Solution: Have a look at the safety statistics for the area – cycling isn’t as dangerous as you might think. Becoming a cyclist makes you a better driver too – you become more aware of other road users. If safety is a real issue, think about campaigning on design issues to make the landscape safer (such as the introduction of cycle lanes or other practical steps).

Obstacle: I don’t want to cycle home in the dark
Solution: Can you be flexible about the times you need to be at your workplace? Can you get agreement that you’ll cycle to or from work in daylight, working remotely during some of your working day?

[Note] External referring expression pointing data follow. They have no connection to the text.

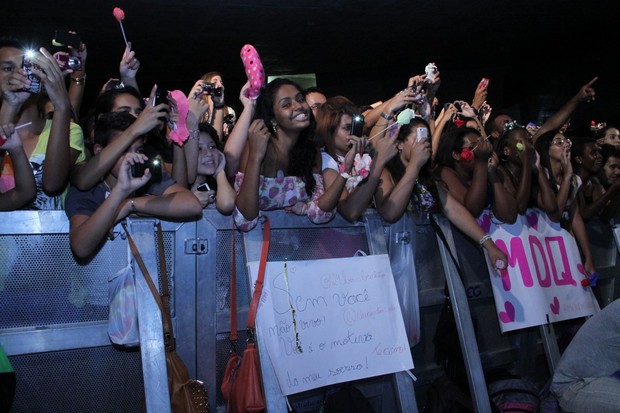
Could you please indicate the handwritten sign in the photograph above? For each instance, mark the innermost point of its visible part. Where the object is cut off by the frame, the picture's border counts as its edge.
(542, 283)
(331, 321)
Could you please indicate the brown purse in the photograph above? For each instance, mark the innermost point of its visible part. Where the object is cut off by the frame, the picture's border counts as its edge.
(241, 385)
(186, 395)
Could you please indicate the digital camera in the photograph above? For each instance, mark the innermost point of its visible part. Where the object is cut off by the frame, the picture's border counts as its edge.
(35, 81)
(210, 89)
(67, 61)
(357, 125)
(154, 164)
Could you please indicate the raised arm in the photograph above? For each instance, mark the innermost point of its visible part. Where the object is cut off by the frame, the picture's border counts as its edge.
(59, 156)
(88, 174)
(247, 198)
(239, 136)
(586, 94)
(128, 67)
(78, 81)
(25, 189)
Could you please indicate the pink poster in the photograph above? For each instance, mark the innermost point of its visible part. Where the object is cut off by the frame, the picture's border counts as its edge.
(542, 283)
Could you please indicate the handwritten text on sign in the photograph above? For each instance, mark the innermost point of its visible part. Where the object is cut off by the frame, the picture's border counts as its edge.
(331, 321)
(543, 281)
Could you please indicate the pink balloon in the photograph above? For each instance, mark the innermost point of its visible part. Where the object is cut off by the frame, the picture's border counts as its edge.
(119, 14)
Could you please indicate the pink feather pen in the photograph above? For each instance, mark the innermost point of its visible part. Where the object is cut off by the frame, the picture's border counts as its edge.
(119, 14)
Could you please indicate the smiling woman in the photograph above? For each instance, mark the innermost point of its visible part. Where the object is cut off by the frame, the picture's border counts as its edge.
(280, 165)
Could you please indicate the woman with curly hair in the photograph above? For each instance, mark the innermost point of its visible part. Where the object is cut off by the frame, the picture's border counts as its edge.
(280, 166)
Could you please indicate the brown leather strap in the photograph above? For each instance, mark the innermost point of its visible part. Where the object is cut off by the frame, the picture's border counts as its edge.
(233, 290)
(162, 300)
(258, 286)
(145, 272)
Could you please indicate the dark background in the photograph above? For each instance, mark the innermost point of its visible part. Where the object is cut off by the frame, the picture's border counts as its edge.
(536, 53)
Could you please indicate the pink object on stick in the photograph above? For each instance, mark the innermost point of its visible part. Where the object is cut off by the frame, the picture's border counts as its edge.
(119, 14)
(253, 69)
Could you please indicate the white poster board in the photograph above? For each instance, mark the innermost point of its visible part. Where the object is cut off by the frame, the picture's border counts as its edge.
(543, 281)
(346, 317)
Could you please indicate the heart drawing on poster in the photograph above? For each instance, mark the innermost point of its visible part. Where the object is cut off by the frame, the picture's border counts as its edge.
(532, 220)
(508, 315)
(555, 306)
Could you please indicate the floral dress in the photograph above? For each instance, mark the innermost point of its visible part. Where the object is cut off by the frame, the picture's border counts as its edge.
(284, 192)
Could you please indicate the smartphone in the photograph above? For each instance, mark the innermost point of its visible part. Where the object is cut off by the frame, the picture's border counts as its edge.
(66, 38)
(422, 134)
(357, 125)
(204, 187)
(35, 81)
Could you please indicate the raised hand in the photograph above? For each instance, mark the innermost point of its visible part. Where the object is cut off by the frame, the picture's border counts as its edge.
(129, 65)
(587, 92)
(126, 182)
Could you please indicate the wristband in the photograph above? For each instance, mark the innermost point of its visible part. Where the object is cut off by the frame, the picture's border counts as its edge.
(79, 80)
(484, 239)
(194, 134)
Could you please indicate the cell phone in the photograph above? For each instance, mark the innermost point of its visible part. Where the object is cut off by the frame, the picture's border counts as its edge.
(65, 38)
(357, 125)
(35, 81)
(422, 134)
(204, 187)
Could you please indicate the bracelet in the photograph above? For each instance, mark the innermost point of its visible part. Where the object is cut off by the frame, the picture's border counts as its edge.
(484, 239)
(194, 134)
(79, 80)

Obstacle: I don’t want to cycle up a big hill
Solution: Can you spend some time with colleagues who know the area, using online resources to examine alternative routes? Don’t forget, as a cyclist there will be cut-throughs, contraflows and other routes you can use that won’t be available to drivers. And have a look at a map with contour lines, to try to establish how much you will have to climb and whether you can take an alternative route which has a slower climb, or a climb on quieter roads.

3.  Add the incentives

There are many reasons that you might want to consider biking to work.  Here’s a way to add incentives to a couple of those reasons:

The health incentive

Cycling to work provides an easy way to get fit that can fit into your working day.  So why not add incentives like getting your cardiovascular fitness measured just as you start, and again after 6 months? Some employers offer health insurance as an employee benefit, can the employer negotiate incentives based on cycling, such as a discount on premiums, or vouchers to spend on sports equipment?

The financial incentive

The obvious one to offer here is the opportunity for employers to help their employees purchase a bike through the Government’s Cycle to Work Initiative.  This enables employers to get tax breaks for assisting their employees to buy a bike to use for commuting – for more information see this website.  The employer gets a bike (and safety equipment) at a reduced rate, spread over a number of months – it’s officially a win/win situation.

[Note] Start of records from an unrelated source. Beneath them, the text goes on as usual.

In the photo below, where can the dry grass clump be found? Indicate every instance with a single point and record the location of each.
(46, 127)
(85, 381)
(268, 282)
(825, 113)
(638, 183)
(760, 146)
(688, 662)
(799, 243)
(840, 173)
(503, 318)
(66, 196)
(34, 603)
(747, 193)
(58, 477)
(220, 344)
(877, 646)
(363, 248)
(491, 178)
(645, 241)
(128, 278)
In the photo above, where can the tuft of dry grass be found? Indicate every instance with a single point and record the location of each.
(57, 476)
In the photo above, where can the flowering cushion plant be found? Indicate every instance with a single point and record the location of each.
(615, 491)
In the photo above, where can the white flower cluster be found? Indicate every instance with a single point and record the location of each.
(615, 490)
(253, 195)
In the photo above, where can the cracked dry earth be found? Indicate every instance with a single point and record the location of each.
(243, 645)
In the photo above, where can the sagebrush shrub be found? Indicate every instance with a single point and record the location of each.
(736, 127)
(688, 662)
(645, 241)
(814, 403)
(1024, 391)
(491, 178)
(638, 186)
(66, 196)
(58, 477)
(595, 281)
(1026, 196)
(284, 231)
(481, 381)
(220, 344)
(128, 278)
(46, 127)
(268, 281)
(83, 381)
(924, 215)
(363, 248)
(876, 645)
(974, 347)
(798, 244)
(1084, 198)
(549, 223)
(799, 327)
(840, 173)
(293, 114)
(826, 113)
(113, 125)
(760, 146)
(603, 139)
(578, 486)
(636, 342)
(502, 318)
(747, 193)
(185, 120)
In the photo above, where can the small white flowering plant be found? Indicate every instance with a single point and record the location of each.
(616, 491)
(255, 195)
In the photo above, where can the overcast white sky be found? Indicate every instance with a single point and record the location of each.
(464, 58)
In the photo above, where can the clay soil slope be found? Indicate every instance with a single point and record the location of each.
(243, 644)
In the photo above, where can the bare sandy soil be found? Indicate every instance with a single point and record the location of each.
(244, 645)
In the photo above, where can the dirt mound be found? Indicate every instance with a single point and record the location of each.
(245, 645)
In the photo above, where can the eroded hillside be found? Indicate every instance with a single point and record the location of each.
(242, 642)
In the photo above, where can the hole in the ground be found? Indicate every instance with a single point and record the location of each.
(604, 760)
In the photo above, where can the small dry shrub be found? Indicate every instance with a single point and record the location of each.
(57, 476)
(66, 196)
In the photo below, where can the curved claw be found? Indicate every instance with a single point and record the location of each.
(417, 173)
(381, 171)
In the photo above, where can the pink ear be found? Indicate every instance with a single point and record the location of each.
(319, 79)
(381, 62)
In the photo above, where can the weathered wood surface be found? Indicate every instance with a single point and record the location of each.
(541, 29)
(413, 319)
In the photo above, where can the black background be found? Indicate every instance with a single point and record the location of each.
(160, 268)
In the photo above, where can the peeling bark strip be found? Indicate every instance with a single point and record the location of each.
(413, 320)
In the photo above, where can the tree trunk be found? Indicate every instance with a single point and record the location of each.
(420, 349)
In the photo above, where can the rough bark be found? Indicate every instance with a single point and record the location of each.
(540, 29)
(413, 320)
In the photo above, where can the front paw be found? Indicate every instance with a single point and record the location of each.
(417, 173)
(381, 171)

If you’ve already got a bike, then now’s the time to look seriously at what you can save by cycling, adding your own incentives.  My alternative form of transport is the bus, costing £1.60 per journey or £3.20 per day.  So, each day that I cycle to work, I note that I’ve saved £3.20 per return journey, and can add my own incentive to that: £3.20, I can buy a magazine.  Cycling to and from work 3 days a week saves me £9.60, or a nice lunch out.  Five return journeys a week is £16, and I can start looking at buying an item of clothing, going out for drinks, taking my other half to the cinema, or going out for a meal.  If you normally drive to work, you can estimate your saving in fuel (as, unless you give up your car, your tax / maintenance / insurance costs remain).  Either way, you are able to reward yourself with the tangible benefits of your cycling.